Quote:
Originally Posted by Lindy
Art certainly doesn't need to be pleasing, any more than music needs to be tuneful. But does art require some skill or competence? If I get on top of a ladder and slosh paint on a canvas below me is it art? Jackson Pollock did it, and his work has come to be accepted as art. So, is my creation art just because I call it art? Or is it just self-indulgence? If I attempt to express something and (in my own eyes) fail, and my attempt makes no statement, is it art? 
Composer John Cage wrote (?) a piano piece called 4' 33" where the performer comes on stage and sits on the piano bench for four minutes and thirty-three seconds, and then stands and exits. He called it music.
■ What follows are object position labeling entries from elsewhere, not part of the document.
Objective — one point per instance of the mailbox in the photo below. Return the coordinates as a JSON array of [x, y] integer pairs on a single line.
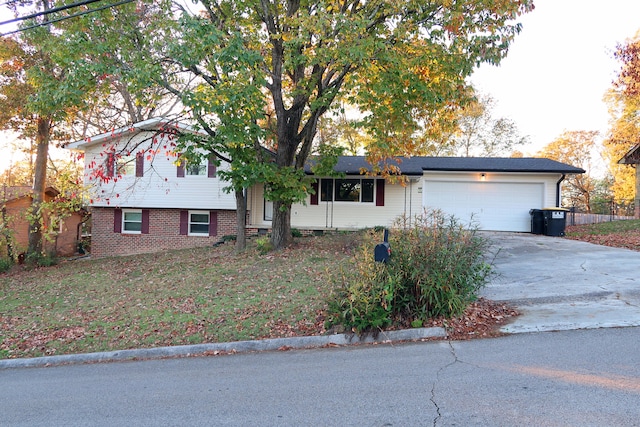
[[382, 252]]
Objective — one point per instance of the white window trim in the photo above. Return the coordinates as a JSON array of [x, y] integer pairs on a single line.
[[125, 166], [348, 202], [189, 223], [204, 166], [123, 228]]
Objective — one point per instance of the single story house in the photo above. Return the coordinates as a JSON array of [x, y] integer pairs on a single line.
[[144, 200], [493, 193]]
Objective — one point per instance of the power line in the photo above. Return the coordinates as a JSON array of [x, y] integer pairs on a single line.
[[48, 11], [67, 17]]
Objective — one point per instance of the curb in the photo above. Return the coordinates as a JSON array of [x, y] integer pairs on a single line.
[[221, 348]]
If I noodle around on my clarinet for ten or fifteen seconds and call it a symphony, is it? Just because I say so? So, just because I call something art, the world (or at least the sophisticated art world) will accept that? I think that a lot of modern artists and critics want to have a monopoly on the definition of art only so the don't have to defend it to the rubes. They sure couldn't defend it to Rubens. As in Peter Paul.
Momma cat can have her kittens in the oven, and call 'em biscuits, but that don't make it so.
Lindy
|
You're fixated on Quality as a requirement for Art. I think an expression can be poorly executed or unengaging and still be Art, as long as the intent is there.
Realizing that you don't have to respect a work of art, even though it is classified as such, is quite liberating actually.